Fulton Financial Corporation Non-Employee Director Compensation
EX-10.15 4 exhibit1015non-employe.htm FULTON FINANCIAL CORPORATION NON-EMPLOYEE DIRECTOR COMPENSATION Exhibit
NON-EMPLOYEE DIRECTOR COMPENSATION
The following is a description of non-employee director (“Director”) compensation for Fulton Financial Corporation (the “Company”), effective as of January 1, 2020.
The company pays cash fees to each Director on a quarterly basis as follows:
$70,000 annual cash retainer for all Directors.
$30,000 additional annual cash retainer for the Lead Director.
$12,500 additional annual cash retainer for the Chair of all standing committees (Audit, Executive, Human Resources, Nominating and Corporate Governance, and Risk), except that if the Lead Director is also serving as chair of the Executive Committee, no cash retainer shall be paid for service as Chair of the Executive Committee.
No additional fees will be paid to a Director for attending a Board meeting or a standing committee meeting.
Directors who also serve on the Fulton Bank, N.A. Board of Directors shall not receive any additional cash fees or equity awards for service on the Fulton Bank, N.A. Board of Directors.
Each Director is granted an annual equity-based retainer award as follows:
All equity-based awards are made under the Company’s Amended and Restated Directors’ Equity Participation Plan, as amended (the “Plan”)
Directors elected at the Company’s annual meeting of shareholders shall be granted, as of the first of the month immediately following the meeting, under the Plan, an award of Director Restricted Stock Units (“DSU”) having an award value of $60,000, or such other value as determined by the Board.
A Director who joins the Board effective as of any other date shall be granted, as of such other date, a DSU award based on the award value of the most recent annual grant prorated to reflect the number of months (rounded up to the next whole month) remaining until the next annual meeting of shareholders.

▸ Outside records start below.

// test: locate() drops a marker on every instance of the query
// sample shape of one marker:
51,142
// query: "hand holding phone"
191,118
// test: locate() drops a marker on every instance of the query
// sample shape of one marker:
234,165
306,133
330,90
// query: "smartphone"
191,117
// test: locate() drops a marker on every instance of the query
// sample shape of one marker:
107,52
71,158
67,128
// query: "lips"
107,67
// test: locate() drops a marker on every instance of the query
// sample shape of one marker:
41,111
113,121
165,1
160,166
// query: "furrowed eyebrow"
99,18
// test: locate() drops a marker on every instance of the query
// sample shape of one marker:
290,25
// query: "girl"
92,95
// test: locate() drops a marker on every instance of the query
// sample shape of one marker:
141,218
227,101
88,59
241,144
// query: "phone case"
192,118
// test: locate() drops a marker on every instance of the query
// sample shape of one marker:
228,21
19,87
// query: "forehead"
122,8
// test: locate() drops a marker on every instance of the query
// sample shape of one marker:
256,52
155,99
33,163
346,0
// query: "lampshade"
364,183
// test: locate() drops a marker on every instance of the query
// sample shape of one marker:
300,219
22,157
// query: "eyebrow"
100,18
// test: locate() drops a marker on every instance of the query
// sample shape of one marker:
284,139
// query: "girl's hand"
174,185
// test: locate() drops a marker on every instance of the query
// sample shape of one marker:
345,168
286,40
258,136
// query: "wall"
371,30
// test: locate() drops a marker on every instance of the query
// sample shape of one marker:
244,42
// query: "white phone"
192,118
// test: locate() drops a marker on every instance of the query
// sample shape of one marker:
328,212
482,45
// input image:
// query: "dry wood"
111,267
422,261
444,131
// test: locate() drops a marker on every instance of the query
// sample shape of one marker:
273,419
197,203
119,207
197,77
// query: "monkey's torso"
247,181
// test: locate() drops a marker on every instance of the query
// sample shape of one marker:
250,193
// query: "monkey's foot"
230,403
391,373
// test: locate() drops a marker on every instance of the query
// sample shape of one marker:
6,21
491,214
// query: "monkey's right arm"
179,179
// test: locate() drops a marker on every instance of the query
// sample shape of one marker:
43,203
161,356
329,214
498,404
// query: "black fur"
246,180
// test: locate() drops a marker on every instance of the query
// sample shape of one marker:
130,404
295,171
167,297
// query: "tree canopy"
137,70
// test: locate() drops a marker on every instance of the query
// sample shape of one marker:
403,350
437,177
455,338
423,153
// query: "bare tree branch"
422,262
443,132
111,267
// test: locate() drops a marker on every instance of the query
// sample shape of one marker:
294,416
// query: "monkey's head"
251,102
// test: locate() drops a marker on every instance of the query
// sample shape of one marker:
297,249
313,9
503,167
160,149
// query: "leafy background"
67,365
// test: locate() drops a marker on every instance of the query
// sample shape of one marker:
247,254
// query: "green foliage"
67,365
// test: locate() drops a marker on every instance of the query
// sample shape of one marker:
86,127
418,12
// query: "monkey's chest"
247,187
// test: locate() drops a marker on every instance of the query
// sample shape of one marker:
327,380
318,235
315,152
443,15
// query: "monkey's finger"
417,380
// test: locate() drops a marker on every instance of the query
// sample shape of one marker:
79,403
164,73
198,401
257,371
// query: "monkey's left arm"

The number of shares of common stock underlying a DSU award shall be determined by dividing the award value by the closing price of Company common stock on the principal stock exchange on the date of grant (rounded up to the nearest whole share).
Each equity-based grant will vest and be paid based on twelve months of service or in accordance with such other vesting schedule as determined by the Board, unless a Director has properly elected to defer payment and receipt of the common stock shares underlying such DSU award until they retire from the Company’s Board.
Directors are also entitled to reimbursement of costs and expenses incurred in connection with attending Company meetings and educational conferences.
Directors receive a Company paid $50,000.00 term life insurance policy, with the benefit payable upon death.